Kobra Murat açık konuşuyor. “Romanlar bu süreçten sonra her mahallede dernek açmaya başladı. Yani bizim devlete ulaşmamız daha kolay oldu, aramızdaki mesafe kalktı. Ben Fatma Şahin'le toplantı yapıp Başbakan Erdoğan ile mecliste bir araya gelebildim.”
Kobra Murat, “Roman çocuklara yatırım yapmalı devlet” diyor, ekliyor: "İçlerindeki cevher açığa çıksın. Biz Romanların hayatı sanattır. İki Roman birbirine bakınca beş dakikada şarkının müziğini de bestesi de yapar. Bazen 10 dakika sonra unutur. Allah vergisi bir yetenektir bu. Çocuklarımız hayalgüçlerini açığa çıkarabilmeli. Sadece müzisyen değil, doktor, avukat, muhasebeci olabilmeli. Hayatı boyunca bu mahalleden çıkmayanlar var, çocuklarımız dünyayı dolaşabilmeli."
Kobra Murat mahallenin şanslılardından. Namı yurt dışına da yayılmış. Özellikle Balkanlar’da. Gezdiği yerleri, konserleri diktiği kostümleri anlatıyor. Ama konu dil meselesine gelince biraz canı sıkılıyor.

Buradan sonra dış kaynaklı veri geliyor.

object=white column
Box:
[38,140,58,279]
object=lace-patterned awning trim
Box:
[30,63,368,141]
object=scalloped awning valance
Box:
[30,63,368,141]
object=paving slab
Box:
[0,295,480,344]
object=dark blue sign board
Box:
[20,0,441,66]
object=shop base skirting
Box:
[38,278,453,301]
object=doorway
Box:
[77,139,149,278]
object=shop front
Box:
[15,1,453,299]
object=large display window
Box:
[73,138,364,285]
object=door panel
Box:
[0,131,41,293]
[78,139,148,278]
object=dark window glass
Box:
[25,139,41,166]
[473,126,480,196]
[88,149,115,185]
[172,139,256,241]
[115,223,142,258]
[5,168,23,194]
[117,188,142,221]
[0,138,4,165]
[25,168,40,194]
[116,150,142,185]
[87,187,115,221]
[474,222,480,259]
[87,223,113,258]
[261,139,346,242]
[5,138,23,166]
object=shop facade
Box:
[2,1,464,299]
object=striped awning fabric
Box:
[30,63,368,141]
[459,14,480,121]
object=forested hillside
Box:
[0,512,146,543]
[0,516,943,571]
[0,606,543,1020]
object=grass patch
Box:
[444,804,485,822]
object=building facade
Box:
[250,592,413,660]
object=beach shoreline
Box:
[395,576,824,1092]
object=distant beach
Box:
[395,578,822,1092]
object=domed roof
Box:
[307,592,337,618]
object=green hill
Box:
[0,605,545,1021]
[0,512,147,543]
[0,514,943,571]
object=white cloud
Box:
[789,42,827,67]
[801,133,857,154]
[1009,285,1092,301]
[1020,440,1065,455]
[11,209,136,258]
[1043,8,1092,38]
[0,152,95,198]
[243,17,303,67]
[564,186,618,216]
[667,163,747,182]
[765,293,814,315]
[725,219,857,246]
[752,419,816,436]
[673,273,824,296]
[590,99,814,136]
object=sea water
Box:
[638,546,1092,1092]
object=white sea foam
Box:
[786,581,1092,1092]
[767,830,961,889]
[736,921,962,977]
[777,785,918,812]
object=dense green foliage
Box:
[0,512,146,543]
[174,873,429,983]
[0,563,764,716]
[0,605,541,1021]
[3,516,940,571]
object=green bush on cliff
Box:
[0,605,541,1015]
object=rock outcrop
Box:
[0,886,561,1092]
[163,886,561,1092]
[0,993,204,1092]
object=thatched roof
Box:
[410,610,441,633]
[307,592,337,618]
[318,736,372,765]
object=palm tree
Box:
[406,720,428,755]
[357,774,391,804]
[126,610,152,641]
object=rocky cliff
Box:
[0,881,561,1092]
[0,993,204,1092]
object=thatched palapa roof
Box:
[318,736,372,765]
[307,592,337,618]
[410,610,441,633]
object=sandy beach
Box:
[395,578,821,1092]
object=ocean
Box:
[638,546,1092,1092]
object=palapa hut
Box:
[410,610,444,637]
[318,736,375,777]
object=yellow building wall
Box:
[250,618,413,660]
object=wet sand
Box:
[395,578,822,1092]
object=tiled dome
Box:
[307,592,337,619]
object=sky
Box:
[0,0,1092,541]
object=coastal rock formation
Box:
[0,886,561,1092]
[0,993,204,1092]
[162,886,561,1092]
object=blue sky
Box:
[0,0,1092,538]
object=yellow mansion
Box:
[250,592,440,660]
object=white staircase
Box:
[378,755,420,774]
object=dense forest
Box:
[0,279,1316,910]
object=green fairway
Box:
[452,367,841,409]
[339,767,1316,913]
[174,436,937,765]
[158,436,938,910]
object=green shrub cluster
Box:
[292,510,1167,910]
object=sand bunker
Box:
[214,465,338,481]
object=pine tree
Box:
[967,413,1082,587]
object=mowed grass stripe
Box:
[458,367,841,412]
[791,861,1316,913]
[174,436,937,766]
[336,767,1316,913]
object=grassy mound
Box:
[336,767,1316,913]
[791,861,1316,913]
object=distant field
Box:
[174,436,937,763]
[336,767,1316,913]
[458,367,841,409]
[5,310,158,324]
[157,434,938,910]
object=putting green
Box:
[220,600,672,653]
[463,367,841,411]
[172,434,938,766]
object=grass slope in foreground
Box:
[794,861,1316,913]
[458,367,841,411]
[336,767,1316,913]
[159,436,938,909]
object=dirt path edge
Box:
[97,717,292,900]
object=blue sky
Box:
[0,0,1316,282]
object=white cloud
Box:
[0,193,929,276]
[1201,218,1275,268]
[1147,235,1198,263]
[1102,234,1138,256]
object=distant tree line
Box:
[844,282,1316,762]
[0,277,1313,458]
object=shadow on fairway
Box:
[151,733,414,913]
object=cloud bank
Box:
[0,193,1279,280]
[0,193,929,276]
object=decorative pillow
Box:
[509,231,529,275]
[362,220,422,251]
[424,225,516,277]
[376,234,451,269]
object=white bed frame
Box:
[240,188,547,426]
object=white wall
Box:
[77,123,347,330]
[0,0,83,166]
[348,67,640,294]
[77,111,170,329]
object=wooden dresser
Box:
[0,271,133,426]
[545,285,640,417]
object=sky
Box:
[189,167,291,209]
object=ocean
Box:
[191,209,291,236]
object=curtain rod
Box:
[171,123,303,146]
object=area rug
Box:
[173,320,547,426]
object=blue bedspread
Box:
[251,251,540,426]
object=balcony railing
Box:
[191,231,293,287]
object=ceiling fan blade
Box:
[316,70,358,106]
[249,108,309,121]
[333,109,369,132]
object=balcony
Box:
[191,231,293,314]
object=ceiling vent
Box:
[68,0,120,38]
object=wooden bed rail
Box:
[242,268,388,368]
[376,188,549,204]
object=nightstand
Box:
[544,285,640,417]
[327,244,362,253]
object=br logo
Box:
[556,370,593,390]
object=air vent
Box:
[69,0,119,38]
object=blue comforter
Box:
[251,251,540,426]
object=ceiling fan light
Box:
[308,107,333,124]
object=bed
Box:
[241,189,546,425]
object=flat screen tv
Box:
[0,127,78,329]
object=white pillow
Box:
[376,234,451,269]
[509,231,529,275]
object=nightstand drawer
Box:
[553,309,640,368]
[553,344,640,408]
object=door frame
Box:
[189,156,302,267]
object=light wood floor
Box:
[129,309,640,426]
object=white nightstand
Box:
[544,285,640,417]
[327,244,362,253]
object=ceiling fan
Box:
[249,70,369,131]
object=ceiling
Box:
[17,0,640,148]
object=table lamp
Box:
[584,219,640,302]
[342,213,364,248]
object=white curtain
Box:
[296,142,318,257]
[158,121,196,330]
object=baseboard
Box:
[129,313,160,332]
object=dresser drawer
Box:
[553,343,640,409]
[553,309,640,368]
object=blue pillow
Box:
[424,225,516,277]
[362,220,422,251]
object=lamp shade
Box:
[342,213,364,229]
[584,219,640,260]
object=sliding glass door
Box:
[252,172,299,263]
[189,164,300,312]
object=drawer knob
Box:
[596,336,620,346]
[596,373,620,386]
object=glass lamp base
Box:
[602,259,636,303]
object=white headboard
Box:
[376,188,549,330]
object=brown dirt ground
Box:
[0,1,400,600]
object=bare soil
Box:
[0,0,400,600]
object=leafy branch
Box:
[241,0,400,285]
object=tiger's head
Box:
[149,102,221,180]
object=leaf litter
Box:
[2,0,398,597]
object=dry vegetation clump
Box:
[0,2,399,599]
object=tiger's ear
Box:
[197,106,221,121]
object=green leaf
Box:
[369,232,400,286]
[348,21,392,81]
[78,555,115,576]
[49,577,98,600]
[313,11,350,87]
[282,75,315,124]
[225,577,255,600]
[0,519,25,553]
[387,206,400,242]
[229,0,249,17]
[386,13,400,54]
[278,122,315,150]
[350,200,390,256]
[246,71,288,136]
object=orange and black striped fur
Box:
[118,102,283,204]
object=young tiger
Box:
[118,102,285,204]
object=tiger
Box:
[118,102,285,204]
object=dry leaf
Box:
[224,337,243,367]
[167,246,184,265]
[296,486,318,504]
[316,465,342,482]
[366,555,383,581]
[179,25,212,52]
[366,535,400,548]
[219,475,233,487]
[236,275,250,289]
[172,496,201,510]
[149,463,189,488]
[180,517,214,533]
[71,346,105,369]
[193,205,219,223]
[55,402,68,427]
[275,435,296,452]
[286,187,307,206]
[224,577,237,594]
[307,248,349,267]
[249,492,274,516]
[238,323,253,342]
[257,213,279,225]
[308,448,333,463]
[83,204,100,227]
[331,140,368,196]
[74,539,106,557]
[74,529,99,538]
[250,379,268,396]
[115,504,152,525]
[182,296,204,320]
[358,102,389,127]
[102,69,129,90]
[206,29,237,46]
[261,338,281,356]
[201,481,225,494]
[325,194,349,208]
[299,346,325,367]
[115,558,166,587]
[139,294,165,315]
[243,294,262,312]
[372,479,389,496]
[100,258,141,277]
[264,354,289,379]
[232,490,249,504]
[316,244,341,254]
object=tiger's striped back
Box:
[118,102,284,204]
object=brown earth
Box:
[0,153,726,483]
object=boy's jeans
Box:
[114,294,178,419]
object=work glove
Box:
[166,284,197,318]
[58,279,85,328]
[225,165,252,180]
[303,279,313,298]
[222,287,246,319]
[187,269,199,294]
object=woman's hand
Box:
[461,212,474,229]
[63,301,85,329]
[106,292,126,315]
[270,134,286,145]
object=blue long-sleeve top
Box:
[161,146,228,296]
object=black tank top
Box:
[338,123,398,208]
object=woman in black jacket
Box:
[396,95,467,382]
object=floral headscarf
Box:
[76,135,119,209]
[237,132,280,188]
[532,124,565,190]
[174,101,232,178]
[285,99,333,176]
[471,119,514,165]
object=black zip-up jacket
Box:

“Bulgaristan’da Romanya’da tüm Romanlar Romanca konuşurken ben onları anlamıyorum. Öyle bir baskıyla yetişmişiz dilimizi öğretmemişler. Bana çakma Romansın bile dediler bu yüzden. Oysa bu mahallede de bir kişi bilmez Romanca. Yani ben Romanca bilmeyen bir Roman Dernekleri Federasyonu Onursal Başkanıyım.” (NV)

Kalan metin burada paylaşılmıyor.